[dpdk-dev] [RFC 0/7] ipsec inline
Boris Pismenny
borisp at mellanox.com
Mon Jul 10 09:35:10 CEST 2017
In this RFC we introduce a infrastructure for IPSec inline hardware offloading.
This RFC introduces device capabilities, configuration API and data path
processing. We also provide a comparison with a previous RFC posted on the list
for this feature.
1. Inline crypto processing
1.1. Device Capabilities:
o DEV_RX_OFFLOAD_IPSEC_CRYPTO - device support inline ipsec
decryption offload.
o DEV_TX_OFFLOAD_IPSEC_CRYPTO_HW_TRAILER - device support inline ipsec
encrypted offload, ipsec trailer is added by hardware.
o DEV_TX_OFFLOAD_IPSEC_CRYPTO_TSO - device support inline ipsec
encrypted offload within segment large packets, ipsec trailer is added by
hardware to each segment.
1.2. Configuration API:
We will modify steering API in order to add IPsec transform actions.
o Definition of ESP header:
struct esp_hdr {
int32_t spi; /**< Security Parameters Index */
uint32_t seq; /**< packet sequence number */
} __attribute__((__packed__));
o New flow item:
enum rte_flow_item_type {
...
/**
* Matches a ESP header.
*
* See struct rte_flow_item_esp.
*/
RTE_FLOW_ITEM_TYPE_ESP,
};
struct rte_flow_item_esp {
struct esp_hdr hdr; /**< ESP header definition. */
};
struct rte_flow_item_esp {
static const struct rte_flow_item_esp rte_flow_item_esp_mask = {
.hdr = {
.spi = 0xffffffff,
},
};
o New ipsec transform:
struct rte_crypto_ipsec_xform {
enum rte_crypto_cipher_operation op;
enum rte_crypto_cipher_algorithm algo;
struct {
uint8_t *data; /**< pointer to key data */
size_t length; /**< key length in bytes */
} key;
uint32_t salt; /* salt for this security association */
};
/** Crypto transformation types */
enum rte_crypto_sym_xform_type {
...
RTE_CRYPTO_SYM_XFORM_CIPHER, /**< Cipher xform */
RTE_CRYPTO_SYM_XFORM_IPSEC, /**< IPsec xform */
};
struct rte_crypto_sym_xform {
...
struct rte_crypto_ipsec_xform ipsec;
/**< IPsec xform */
};
o New flow action:
enum rte_flow_action_type {
...
/**
* Encrypts or decrypts packets matching this flow. Must be either egress
* or ingress, but not both.
*
* See struct rte_flow_action_crypto.
*/
RTE_FLOW_ACTION_TYPE_CRYPTO,
};
struct rte_flow_action_crypto {
struct rte_crypto_sym_xform xform; /* applied crypto transform */
};
Configuration Path
|
+--------|--------+
| Add/Remove |
| IPsec SA | <------ Build crypto flow action of ipsec transform
| | |
|--------|--------|
|
+--------V--------+
| Flow API |
+--------|--------+
|
+--------V--------+
| |
| NIC PMD | <------ Add/Remove SA to/from hw context
| |
+--------|--------+
|
+--------|--------+
| HW ACCELERATED |
| NIC |
| |
+--------|--------+
o Add/Delete SA flow:
To add a new inline SA construct a rte_flow_item for Ethernet + IP + ESP
using the SA selectors and the rte_crypto_ipsec_xform as the rte_flow_action.
Note that any rte_flow_items may be empty, which means it is not checked.

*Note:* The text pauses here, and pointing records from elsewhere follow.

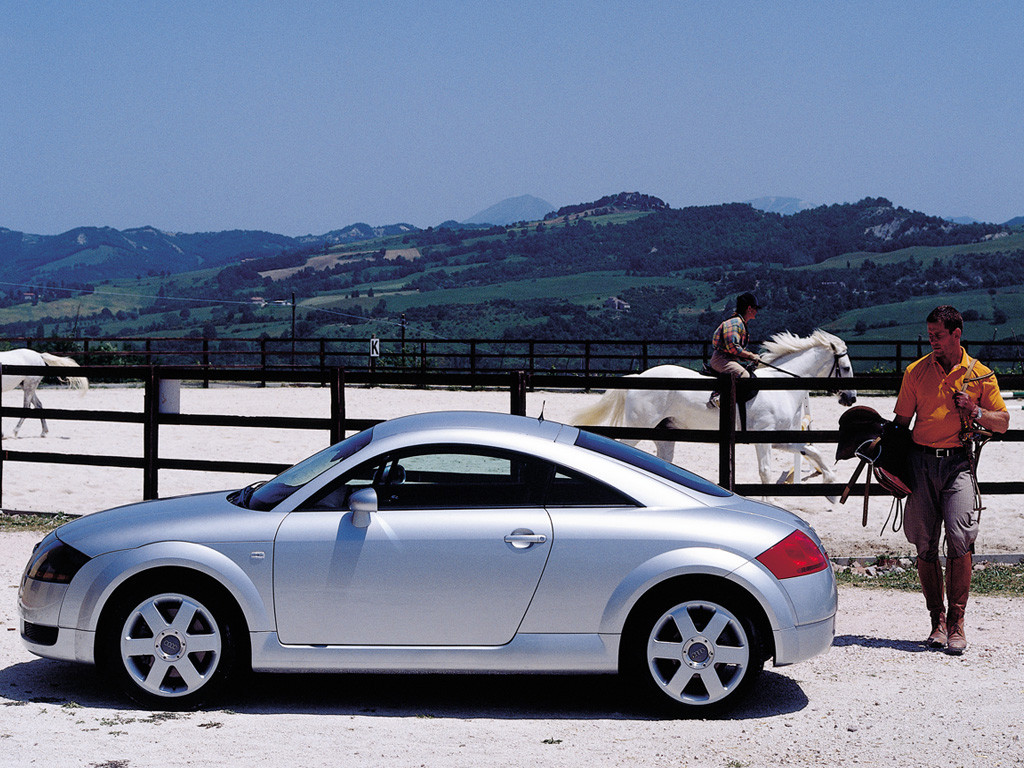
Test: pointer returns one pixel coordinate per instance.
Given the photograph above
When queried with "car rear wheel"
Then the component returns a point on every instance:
(168, 649)
(694, 655)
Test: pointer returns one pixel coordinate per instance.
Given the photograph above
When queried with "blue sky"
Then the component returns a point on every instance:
(304, 117)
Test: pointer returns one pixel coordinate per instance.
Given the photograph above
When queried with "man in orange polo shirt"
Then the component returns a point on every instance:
(946, 395)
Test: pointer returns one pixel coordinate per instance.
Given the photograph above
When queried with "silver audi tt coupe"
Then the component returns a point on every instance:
(443, 542)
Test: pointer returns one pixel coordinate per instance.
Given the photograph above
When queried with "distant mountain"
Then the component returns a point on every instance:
(611, 204)
(523, 208)
(88, 254)
(785, 206)
(356, 232)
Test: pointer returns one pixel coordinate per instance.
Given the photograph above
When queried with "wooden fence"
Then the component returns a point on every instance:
(420, 355)
(516, 383)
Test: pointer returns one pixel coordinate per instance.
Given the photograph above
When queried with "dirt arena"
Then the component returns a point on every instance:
(877, 697)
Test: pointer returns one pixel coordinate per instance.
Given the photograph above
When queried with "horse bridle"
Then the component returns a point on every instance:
(834, 372)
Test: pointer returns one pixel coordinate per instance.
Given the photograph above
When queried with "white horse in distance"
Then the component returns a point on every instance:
(31, 383)
(818, 355)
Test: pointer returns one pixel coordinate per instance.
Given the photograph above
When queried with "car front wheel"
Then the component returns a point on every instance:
(694, 655)
(168, 649)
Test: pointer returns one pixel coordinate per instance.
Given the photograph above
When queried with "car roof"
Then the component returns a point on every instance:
(473, 420)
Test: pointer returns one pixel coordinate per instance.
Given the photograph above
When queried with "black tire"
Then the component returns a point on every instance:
(691, 655)
(164, 658)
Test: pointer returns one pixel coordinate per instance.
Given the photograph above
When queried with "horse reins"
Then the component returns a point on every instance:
(973, 438)
(833, 372)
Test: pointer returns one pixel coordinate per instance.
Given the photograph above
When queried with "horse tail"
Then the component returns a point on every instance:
(75, 382)
(610, 409)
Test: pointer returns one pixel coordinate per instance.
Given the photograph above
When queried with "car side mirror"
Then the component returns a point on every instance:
(360, 504)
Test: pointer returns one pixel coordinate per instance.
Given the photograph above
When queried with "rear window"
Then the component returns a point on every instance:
(642, 460)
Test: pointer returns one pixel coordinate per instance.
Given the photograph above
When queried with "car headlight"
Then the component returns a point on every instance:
(56, 562)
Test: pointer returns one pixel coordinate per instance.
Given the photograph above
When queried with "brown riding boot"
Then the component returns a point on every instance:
(957, 588)
(930, 574)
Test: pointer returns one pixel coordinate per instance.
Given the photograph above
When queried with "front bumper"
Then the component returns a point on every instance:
(39, 612)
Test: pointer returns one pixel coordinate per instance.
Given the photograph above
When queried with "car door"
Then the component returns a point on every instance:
(452, 556)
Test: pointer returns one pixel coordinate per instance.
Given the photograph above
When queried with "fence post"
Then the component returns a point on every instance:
(337, 404)
(727, 432)
(3, 454)
(151, 440)
(518, 393)
(206, 361)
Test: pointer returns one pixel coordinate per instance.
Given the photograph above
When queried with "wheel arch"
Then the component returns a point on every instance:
(200, 585)
(706, 586)
(701, 571)
(104, 577)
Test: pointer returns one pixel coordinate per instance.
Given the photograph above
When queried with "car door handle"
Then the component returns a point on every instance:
(522, 539)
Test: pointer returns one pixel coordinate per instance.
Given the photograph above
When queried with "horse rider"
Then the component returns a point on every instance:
(730, 339)
(948, 395)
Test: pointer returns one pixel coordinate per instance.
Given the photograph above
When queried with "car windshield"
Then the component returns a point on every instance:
(271, 493)
(645, 461)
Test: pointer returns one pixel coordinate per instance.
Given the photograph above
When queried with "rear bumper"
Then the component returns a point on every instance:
(795, 644)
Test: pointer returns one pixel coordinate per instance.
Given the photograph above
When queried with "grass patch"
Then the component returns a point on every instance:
(990, 579)
(45, 523)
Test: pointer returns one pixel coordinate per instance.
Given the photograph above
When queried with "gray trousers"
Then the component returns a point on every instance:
(726, 365)
(942, 494)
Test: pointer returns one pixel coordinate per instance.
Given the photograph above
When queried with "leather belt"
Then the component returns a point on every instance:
(941, 453)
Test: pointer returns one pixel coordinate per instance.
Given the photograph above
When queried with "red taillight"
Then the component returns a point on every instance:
(795, 555)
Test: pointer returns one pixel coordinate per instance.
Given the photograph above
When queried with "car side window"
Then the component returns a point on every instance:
(442, 477)
(570, 488)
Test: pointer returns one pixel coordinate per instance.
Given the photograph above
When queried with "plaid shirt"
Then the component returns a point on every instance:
(730, 338)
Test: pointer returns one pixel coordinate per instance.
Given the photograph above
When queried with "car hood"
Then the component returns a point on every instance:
(203, 518)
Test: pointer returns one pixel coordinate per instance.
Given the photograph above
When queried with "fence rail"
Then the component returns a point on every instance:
(403, 354)
(516, 383)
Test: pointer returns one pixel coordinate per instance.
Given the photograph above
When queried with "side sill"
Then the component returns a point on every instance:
(526, 653)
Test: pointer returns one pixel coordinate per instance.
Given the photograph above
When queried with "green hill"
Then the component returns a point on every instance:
(866, 268)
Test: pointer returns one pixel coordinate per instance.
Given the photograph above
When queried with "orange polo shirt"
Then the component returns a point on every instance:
(928, 391)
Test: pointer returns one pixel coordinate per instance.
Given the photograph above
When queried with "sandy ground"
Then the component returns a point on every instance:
(52, 487)
(878, 696)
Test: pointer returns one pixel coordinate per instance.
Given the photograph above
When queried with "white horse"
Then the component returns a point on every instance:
(30, 383)
(819, 354)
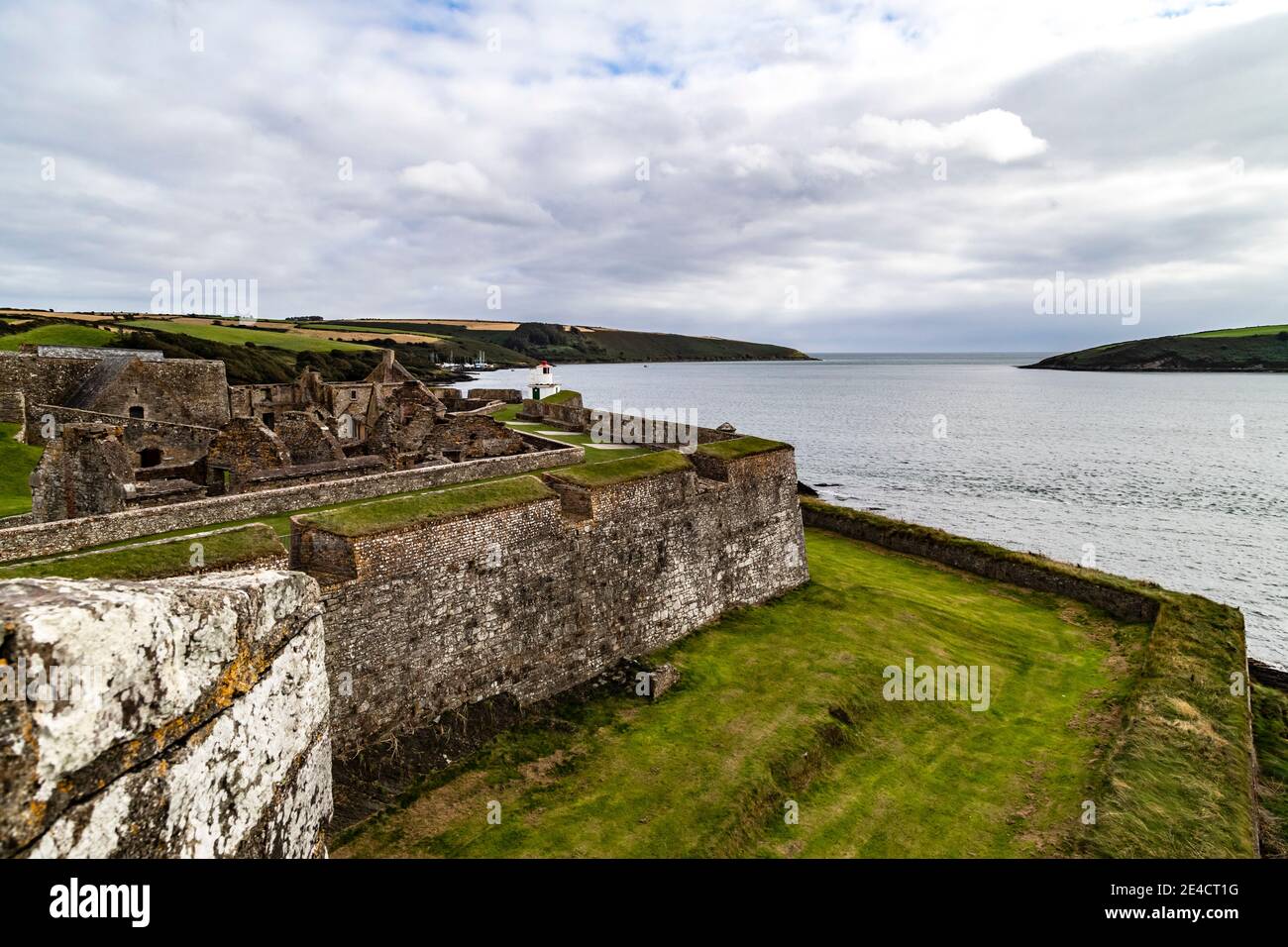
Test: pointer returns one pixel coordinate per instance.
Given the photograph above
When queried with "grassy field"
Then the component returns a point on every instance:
(1253, 348)
(784, 703)
(17, 462)
(623, 471)
(288, 342)
(1237, 333)
(158, 560)
(56, 335)
(737, 447)
(378, 515)
(1270, 723)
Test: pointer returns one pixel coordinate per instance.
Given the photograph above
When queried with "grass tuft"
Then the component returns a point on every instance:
(391, 513)
(739, 447)
(142, 561)
(613, 472)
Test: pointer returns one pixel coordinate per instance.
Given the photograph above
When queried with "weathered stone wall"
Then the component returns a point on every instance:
(69, 535)
(574, 416)
(178, 444)
(510, 395)
(13, 407)
(180, 390)
(42, 380)
(532, 599)
(202, 731)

In its most basic form, IPsec flow specification is as follows:
+-------+ +----------+ +--------+ +-----+
| Eth | -> | IP4/6 | -> | ESP | -> | END |
+-------+ +----------+ +--------+ +-----+
However, the API can represent, IPsec crypto offload with any encapsulation:
+-------+ +--------+ +-----+
| Eth | -> ... -> | ESP | -> | END |
+-------+ +--------+ +-----+
1.3. Data Path Processing:
1.3.1. mbuf Changes
o New rx mbuf offload flags to indicate that a packet has gone through
inline crypto processing on to the NIC PMD and the result of this processing.
On failure, packets should be dropped.
/**
* Mask of bits used to determine the status of RX IPsec crypto.
* - PKT_RX_IPSEC_CRYPTO_UNKNOWN : no information about the RX IPsec crypto
* - PKT_RX_IPSEC_CRYPTO » : decryption and authentication were performed
* - PKT_RX_IPSEC_CRYPTO_FAILED : ipsec processing failed
*/
#define PKT_RX_IPSEC_CRYPTO_UNKNOWN 0
#define PKT_RX_IPSEC_CRYPTO (1ULL << 18)
#define PKT_RX_IPSEC_CRYPTO_FAILED (1ULL << 19)
o New tx mbuf offload flags to indicate that a packet requires IPsec inline
crypto processing and trailer construction on the NIC PMD.
/**
* Offload the IPsec encryption with software provided trailer.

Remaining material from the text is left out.